Sorbet Stabilizers (optional) (see Note)

  • 6.82 g perfect sorbet (0.5% by weight of pre-stabilizer sorbet base)
  • 1.1 g guar gum (0.08% by weight of pre-stabilizer sorbet base)
  • 0.55 g Polysorbate 80 (0.04% by weight of pre-stabilizer sorbet base)
  • 2.72 g Mono- and Diglycerides (0.20% by weight of pre-stabilizer sorbet base)

Instructions
 

  • If using a freezer-bowl ice cream maker place the freezer bowl in the freezer for at least 24 hours before you intend to use it. If using a compressor ice cream maker go to the next step.
  • Preheat your oven to 300°F.
  • Measure and weigh your water. Keep note of its weight and make sure you reach 1 quart in volume.
  • Measure out and mise en place your granulated sugar, citric acid, olive oil and salt. If using stabilizers mise en place them as well.
  • Clean, wash and dry the lemons. Wrap each lemon individually in a foil papillote. Place the stainless steel rack into the quarter sheet. Place the lemons in their papillotes on top of the stainless steel rack. Either after it’s in the oven or before you place them in the oven, cover the bottom of the pan with water to prevent the sugars in the lemon from scorching.
  • Roast the lemons for approximately 1 hour and 20 minutes. Around the hour mark the lemons become very fragrant. Keep an eye on them and if you see scorching on any of the papillotes pull them out. Scorched sugar will increase bitterness and you want to prevent this. Remove the lemons from the oven.
  • After removing the lemons from the oven, allow the lemons to cool in their papillotes until they are cool enough for you to work with them. Next, half each lemon and carefully remove the pith and seeds from the lemon peel with a spoon, back of a butter knife or small offset spatula. Scrape hard enough to remove all pith but try your best not to rip the lemon skin. Discard all pith and seeds; it is too bitter to be used in any capacity.
  • Mince the lemon skin very finely, measure 30 grams of the same and set it to the side.
  • Into a high-speed blender add the roast lemon zest, granulated sugar, citric acid, olive oil, salt, stabilizers and enough water to cover the same. Do not add all your water during this step because you want the roast lemon zest to have as much contact with the blender blades as possible.
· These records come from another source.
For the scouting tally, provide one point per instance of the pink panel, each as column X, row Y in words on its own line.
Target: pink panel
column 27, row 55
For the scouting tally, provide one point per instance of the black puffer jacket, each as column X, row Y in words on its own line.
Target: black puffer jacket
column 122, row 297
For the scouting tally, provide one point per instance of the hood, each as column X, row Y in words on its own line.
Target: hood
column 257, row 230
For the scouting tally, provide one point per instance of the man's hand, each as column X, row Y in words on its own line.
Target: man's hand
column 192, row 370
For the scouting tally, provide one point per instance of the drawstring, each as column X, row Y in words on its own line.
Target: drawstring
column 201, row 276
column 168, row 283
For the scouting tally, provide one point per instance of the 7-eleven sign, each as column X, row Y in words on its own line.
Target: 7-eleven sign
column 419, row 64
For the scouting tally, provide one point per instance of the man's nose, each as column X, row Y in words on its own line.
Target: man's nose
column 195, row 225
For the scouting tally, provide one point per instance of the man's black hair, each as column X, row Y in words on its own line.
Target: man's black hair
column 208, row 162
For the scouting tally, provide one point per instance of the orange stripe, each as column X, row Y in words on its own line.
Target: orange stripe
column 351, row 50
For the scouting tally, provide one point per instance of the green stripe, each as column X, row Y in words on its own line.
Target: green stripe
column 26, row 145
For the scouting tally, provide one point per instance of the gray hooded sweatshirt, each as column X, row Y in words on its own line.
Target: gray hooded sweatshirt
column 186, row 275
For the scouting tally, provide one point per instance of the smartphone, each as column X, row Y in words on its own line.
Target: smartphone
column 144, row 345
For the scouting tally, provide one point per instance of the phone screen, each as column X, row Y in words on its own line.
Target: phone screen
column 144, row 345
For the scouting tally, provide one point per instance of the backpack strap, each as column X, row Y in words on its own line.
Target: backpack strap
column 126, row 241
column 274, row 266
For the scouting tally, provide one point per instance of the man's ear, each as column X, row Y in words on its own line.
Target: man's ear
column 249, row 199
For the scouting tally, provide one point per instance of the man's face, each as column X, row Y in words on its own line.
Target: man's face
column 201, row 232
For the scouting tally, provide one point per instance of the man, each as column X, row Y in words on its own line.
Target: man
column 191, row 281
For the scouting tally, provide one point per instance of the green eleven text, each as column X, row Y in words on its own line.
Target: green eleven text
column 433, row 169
Blend this until the lemon zest has broken down into very small bits and all ingredients are well combined.
  • Into a mixing bowl with high sides or 4 quart cambro, add the contents of the blender and the remaining amount of tap water and blend them until well combined. Place the sorbet into the refrigerator and allow it to cure overnight or at least 8-12 hours.
  • Next, measure out 3 or 4 cups of the sorbet base, first ensuring that the amount you separate was well mixed. I churned the sorbet in 4 cup batches consistent with the capacity of my compressor ice cream maker. If using a compressor ice cream maker, I encourage you to do an optional 20 minute pre-freeze of the bowl for a quicker churn. Regardless of whether you pre-freeze the bowl or use a freezer-bowl ice cream maker, churn the ice cream until it reaches 23°F. Do not rely on a set time for churning. Rely on the extraction temperature.
  • When the sorbet finishes churning, quickly extract it and put it into the coldest part of your freezer for at least 6-8 hours before serving.
  • Enjoy the sorbet with chantilly cream, Osetra caviar and a drizzle of the same olive oil you used to make the sorbet. The sorbet also pairs well with berries and ube.

Notes

Note: The stabilizers I use are vegan, kosher and completely optional. These stabilizers increase the shelf life, discourage melting and large ice crystal formation, and enhance mouth-feel and the strength of the emulsion of the sorbet base. I recommend them because we are incorporating a fat into the sorbet base in the form of olive oil. Moreover, if you will be serving a large crowd, I encourage you to use stabilizers. If this is a personal batch for home use you can go without them.